Kochi: The Forward Markets Commission, or FMC, the regulator for the commodities market, is considering raising the daily price fluctuation cap that currently places a 3% trading limit on rubber futures.
FMC chairman B.C. Khatua said officials of the National Multi Commodity Exchange of India Ltd, or NMCE, had sought a 1% increase in the cap because of active trading, which resumed early this month after being suspended in July.
The Rubber Board, the government trade promotion body, also favours such an increase.
Some 500 people are trading rubber every day on the exchange and the 3% cap has been a major hindrance to the trade, said Anil Mishra, chief operating officer of NMCE.
The cap earlier was 6% and reduced to 3% in June after rubber prices shot up to some Rs100 a kg and the Rubber Board had then demanded lowering the daily volatility cap.

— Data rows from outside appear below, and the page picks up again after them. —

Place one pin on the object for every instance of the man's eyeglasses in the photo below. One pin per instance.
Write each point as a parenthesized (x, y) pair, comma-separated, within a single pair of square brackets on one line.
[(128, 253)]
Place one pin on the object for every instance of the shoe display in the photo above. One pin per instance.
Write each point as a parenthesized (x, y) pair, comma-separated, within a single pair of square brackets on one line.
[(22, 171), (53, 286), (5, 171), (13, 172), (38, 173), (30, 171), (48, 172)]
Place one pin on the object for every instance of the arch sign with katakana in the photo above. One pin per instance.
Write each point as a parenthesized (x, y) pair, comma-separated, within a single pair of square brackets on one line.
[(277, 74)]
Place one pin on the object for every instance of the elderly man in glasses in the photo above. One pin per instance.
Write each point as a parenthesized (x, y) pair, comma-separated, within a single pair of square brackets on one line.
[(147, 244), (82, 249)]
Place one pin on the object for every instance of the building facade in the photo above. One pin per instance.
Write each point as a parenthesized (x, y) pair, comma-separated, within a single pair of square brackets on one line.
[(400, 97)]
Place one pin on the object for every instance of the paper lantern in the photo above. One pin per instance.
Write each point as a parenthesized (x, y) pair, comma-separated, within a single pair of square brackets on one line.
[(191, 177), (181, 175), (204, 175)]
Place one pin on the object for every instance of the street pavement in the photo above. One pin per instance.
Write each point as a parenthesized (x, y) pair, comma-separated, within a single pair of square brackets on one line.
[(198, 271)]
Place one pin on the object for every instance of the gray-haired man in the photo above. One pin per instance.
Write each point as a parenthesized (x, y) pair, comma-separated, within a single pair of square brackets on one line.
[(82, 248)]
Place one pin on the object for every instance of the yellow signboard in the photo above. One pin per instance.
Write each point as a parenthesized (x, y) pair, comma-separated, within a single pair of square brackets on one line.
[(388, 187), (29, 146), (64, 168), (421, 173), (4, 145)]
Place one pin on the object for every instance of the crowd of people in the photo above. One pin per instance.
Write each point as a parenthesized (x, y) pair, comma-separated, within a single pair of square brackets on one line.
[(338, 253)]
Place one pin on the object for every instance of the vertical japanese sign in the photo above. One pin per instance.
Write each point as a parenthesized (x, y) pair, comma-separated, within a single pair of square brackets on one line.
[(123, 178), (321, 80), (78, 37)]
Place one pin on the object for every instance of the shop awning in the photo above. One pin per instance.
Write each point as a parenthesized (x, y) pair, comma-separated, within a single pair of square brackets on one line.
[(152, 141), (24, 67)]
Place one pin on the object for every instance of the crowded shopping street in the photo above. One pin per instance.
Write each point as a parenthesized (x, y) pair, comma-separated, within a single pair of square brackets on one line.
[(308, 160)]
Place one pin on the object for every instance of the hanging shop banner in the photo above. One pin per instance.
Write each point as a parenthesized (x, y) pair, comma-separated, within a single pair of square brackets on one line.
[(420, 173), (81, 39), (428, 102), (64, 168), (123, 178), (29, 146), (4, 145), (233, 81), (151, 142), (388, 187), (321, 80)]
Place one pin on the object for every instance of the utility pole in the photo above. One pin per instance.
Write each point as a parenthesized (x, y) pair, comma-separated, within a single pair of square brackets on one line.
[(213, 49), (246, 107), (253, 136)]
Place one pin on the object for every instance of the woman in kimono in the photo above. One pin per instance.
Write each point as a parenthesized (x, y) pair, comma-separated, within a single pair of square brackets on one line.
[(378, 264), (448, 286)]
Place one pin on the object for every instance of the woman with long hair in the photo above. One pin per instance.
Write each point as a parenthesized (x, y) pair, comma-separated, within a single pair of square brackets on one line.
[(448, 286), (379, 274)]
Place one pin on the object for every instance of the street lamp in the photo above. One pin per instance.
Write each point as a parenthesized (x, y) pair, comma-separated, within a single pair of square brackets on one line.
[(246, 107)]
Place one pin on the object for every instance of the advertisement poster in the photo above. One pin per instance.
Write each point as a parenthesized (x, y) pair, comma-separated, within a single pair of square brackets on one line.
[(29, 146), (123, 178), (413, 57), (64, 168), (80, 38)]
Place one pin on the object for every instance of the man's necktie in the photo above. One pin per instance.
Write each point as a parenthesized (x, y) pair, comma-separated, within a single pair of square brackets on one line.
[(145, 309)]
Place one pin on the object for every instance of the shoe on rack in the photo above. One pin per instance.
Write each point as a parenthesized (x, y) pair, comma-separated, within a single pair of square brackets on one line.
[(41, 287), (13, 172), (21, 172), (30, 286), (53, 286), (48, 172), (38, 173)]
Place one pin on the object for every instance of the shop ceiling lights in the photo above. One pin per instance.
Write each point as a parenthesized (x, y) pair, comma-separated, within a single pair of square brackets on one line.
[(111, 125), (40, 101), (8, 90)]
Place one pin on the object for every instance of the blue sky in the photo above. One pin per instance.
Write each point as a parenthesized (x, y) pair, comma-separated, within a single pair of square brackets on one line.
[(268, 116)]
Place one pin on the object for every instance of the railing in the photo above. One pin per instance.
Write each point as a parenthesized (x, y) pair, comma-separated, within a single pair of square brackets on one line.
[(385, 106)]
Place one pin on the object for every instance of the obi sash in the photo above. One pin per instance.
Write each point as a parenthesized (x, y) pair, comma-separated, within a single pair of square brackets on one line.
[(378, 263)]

But with prices now at around Rs65 a kg, down from a high of Rs140 in September and a low of Rs60 earlier in December, the cap should be raised, said Mishra.
An increase or decrease by 3% in price compared with the previous day’s closing stalls trading. For instance, at Rs100 a kg, a 3% cap is triggered after a price change of Rs3.
However, at Rs60 a kg, the 3% would mean a shift of just Rs1.80 a kg. This would see the trade hit the upper circuit of the cap in a few hours after the start of the trade.
Sajen Peter, chairman of the Rubber Board, said that while he wasn’t averse to the hike, the cap should be reduced when prices rise substantially as they did earlier this year.